I like horseradish. It is used in cocktail sauce, spicy mustards, wasabi sauces and Arby's horsey sauce.
Several years ago I planted horseradish in my backyard. Horseradish is essentially a weed and grows with little attention. During October, the roots can be harvested and ground up into a most delightful condiment. I recently did that.
Here's the dirty roots:
Here they are after cleaning. One of them (top left) has been peeled:
I do everything outside so I don't die from the strong fumes. Using a food processor, I grind up the roots and add enough water to make a grindable paste. This is when the odor gets strong. To stop the enzymatic action (see below) I add a few tablespoon of a 5% aqueous acetic acid solution (vinegar) and bottle it. Here is the prepared horseradish:
Yes, I made a quart and a half. That's a lot.
So, what about the chemistry? Glad you asked.

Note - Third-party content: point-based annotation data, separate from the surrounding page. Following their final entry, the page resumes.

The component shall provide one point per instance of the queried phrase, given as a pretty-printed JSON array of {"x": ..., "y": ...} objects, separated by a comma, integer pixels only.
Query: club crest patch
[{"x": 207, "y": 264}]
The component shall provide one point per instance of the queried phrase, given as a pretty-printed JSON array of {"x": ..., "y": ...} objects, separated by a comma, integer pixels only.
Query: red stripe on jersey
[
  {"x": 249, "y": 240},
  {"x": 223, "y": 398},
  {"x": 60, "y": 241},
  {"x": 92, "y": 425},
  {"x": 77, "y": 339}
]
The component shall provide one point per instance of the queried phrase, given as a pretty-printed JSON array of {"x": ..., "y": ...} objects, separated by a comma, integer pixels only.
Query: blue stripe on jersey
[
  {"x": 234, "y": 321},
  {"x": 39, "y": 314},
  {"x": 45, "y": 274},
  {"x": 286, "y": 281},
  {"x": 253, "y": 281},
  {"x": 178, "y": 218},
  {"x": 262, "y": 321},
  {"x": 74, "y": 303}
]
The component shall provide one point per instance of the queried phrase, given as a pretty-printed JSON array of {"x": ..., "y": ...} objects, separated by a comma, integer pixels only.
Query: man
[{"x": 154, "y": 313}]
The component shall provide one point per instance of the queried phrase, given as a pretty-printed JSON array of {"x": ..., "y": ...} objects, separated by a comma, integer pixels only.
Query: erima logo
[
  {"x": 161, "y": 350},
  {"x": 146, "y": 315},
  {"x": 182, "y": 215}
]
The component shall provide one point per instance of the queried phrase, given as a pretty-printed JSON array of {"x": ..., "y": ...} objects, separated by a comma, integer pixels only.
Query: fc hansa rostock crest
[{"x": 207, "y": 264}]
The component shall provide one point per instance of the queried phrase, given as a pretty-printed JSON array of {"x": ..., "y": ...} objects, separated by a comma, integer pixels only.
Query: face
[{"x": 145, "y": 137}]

Horseradish is not pungent until you start destroying cell walls. When that happens, enzymes are released and they go into action and start breaking down glucosinolates. The result is a number of compounds in the isothiocyanate class such as allylisothiocyanate and 2-phenyl ethyl isothiocyanate as shown:
These compounds are noxious and irritating.
But, they also have a special place in my heart. I used isothiocyanates regularly in my graduate work. I spent some time functionalizing amino terminated dendrimers with isothiocyanates. What is great about the isothiocyanate group is that it reacts exclusively with amino groups in the presence of alcohols. The isothiocyanate is tuned just right to react with the more nucleophilic N instead of the less nucleophilic O. Cool (see above and ignore the misspelled isothiocyanate).